BROOKLYN, NY – The highest-rated rookie to ever wear an Auburn basketball uniform appeared to be minutes away from becoming the program’s first No. 1 NBA draft pick.
But the draft is rarely that simple, especially in a class crowded with top talent.
auburn striker Jabari Smith was selected by the Houston Rockets with the third overall draft pick on Thursday night, becoming the highest drafted player in Auburn basketball history.
The 19-year-old from Sandy Creek, Ga., in the Atlanta area, was the No. 7 rookie in the 2021 class, and he excelled in his only season at Auburn. The 6-foot-10 forward averaged 16.9 points in 28.8 minutes per game on 42 percent shooting from 3-pointers.

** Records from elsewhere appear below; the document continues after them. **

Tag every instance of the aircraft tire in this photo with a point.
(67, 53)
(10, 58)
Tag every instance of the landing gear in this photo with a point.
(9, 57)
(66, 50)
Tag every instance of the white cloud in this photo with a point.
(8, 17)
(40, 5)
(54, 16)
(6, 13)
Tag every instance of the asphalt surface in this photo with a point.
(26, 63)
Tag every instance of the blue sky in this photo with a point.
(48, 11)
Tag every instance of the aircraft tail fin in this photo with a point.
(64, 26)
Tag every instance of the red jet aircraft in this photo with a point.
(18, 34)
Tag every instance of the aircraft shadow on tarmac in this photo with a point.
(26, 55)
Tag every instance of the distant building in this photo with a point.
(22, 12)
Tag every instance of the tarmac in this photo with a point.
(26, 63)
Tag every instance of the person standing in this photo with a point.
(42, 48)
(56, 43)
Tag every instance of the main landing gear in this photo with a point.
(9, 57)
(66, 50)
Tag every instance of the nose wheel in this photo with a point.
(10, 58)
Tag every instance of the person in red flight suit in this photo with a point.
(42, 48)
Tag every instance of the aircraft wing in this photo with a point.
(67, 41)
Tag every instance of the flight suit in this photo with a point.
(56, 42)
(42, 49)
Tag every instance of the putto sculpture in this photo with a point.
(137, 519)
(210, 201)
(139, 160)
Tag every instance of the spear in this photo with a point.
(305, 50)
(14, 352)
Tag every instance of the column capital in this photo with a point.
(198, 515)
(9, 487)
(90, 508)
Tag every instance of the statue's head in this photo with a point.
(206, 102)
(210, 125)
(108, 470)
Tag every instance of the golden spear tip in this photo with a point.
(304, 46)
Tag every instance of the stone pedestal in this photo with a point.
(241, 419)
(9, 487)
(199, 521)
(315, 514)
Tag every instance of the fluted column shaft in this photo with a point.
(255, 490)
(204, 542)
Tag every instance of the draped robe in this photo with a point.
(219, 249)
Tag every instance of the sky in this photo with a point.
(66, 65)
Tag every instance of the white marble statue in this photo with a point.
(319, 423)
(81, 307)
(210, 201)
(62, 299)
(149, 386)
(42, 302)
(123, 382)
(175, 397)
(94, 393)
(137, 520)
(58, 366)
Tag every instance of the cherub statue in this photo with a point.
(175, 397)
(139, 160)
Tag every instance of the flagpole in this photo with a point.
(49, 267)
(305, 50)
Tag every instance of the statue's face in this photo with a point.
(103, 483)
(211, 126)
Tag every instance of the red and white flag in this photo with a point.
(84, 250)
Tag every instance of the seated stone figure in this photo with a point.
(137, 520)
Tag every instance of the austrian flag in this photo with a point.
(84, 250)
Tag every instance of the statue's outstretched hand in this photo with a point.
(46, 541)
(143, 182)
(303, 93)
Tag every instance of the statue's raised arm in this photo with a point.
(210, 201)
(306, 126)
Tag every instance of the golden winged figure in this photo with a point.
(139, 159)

Here’s what the Rockets are getting at Smith.
The positive points
Combining size and shooting, there are very few precedents for a prospect entering the NBA already as polished as Smith. He is the best 3-point shooter at his height to have been drafted in the past 20 years. His smooth and consistent form is a sign that his numbers last season were not an anomaly.
In catch-and-shoot situations, he already receives passes in a shooting motion. Off the rebound (he prefers getting into his jump with a dribble or two) he quickly rises to an unblockable clearing point. Auburn often fed him to the pinch post, where he lined up defenders and used one-dribble pull-ups, turnaround jumps and physical tears to draw fouls.
Smith is a versatile defender. Auburn put him on screens because he could hold all five positions. He is a high energy ball and assist defender.
Smith is considered one of the hardest workers and best teammates in this draft class. Auburn coach Bruce Pearl needed to empower him to be more aggressive to take hits a few times (for better or worse). Smith responded well to this and showed a takeover gene in multiple games (Vanderbilt, Florida).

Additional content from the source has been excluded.